Your options are limited to stopping a garnishment from NCSLT. You can:
Negotiate a lump-sum settlement. The creditor law firm that sued you may be willing to stop the garnishment if you offer a lump-sum student loan payoff that can be paid right away. You’ll usually need to offer at least 40% of the outstanding balance. If you’re unsure who to call, check the garnishment notice sent to your employer. The notice will list the collection agency.

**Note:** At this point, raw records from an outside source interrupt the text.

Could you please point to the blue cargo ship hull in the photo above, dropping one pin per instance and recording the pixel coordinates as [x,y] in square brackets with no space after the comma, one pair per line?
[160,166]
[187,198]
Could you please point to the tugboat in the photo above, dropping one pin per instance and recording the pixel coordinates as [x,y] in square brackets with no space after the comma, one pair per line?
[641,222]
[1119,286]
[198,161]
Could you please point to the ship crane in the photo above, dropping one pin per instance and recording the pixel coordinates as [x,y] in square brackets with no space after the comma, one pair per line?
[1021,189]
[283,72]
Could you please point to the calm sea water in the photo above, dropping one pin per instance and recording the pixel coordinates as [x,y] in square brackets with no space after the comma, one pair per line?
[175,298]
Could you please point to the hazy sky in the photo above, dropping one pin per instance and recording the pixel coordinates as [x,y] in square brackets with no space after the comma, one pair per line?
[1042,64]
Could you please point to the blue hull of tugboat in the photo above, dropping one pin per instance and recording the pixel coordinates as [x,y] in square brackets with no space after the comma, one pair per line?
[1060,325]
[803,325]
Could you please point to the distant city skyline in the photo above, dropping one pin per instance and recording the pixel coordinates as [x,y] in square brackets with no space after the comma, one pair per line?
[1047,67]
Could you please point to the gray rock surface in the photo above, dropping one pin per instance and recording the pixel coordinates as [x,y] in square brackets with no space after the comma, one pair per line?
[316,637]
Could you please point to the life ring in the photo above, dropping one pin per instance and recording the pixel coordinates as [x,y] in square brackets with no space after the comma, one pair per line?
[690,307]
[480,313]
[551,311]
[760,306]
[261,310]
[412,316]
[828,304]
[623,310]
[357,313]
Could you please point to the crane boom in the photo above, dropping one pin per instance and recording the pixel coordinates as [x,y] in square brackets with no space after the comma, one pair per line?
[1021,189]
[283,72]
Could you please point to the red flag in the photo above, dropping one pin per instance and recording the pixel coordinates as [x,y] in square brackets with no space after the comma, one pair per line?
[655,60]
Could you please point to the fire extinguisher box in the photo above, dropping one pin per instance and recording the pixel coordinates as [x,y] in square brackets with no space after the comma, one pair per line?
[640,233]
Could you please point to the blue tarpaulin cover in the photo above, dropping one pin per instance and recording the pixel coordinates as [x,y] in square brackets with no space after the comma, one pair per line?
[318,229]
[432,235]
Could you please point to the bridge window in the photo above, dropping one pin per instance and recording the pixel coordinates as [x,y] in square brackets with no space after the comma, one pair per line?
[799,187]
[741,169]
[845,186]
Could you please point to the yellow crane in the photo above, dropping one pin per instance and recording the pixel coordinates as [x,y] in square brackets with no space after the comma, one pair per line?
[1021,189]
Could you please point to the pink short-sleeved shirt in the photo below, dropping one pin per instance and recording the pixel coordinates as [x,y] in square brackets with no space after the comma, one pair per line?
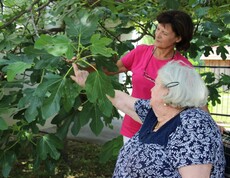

File bankruptcy. Bankruptcy won’t get rid of the loan automatically, but it will stop the garnishment immediately. To wipe out the debt, you’ll need to file a lawsuit in your bankruptcy case called an adversary proceeding. Not every lawyer handles these types of cases. You may need to hire a student loan bankruptcy lawyer. You can click here to learn how to prove undue hardship for student loans.
File a motion to set aside the judgment. NCSLT wins many of the lawsuits it files because the borrower doesn’t come to court, and it gets a default judgment, according to the New York Times. If you don’t remember being sued, you may be able to ask the judge to get rid of the judgment and let you defend yourself. Contact a consumer rights attorney near you for help.
How to Contact NCSLT
NCSLT contact number:
TransWorld Systems contact number: 1-800-825-6523.
NCSLT address for legal service: ℅ Wilmington Trust, Rodney Square North, 1100 N Market, Wilmington, Delaware 19890-0001.
Relationship of National Collegiate Student Loan Trust participants.
Original lenders — the banks that gave the loans to student borrowers and their co-signers.
Depositor — the National Collegiate Funding LLC.
Trust — the entities the loans were deposited into.
Investors — the people who receive distributions after borrowers repay the trusts.
Servicers — the businesses that handled the collections of private loans. The servicers included US Bank, PHEAA, American Education Services, and Transworld Systems Inc.
Guarantor — the company that pays off the loan when a borrower defaults on the loan. The Education Resources Institute (TERI) was the guarantor for NCT loans.
Who owns the National Collegiate Student Loan Trusts?
The New York Times has identified Donald Uteritz’s private equity firm, Vantage Capital Group, as the beneficial owner of the trusts. Vantage Capital is entitled to receive any money remaining after noteholders of the promissory notes are paid.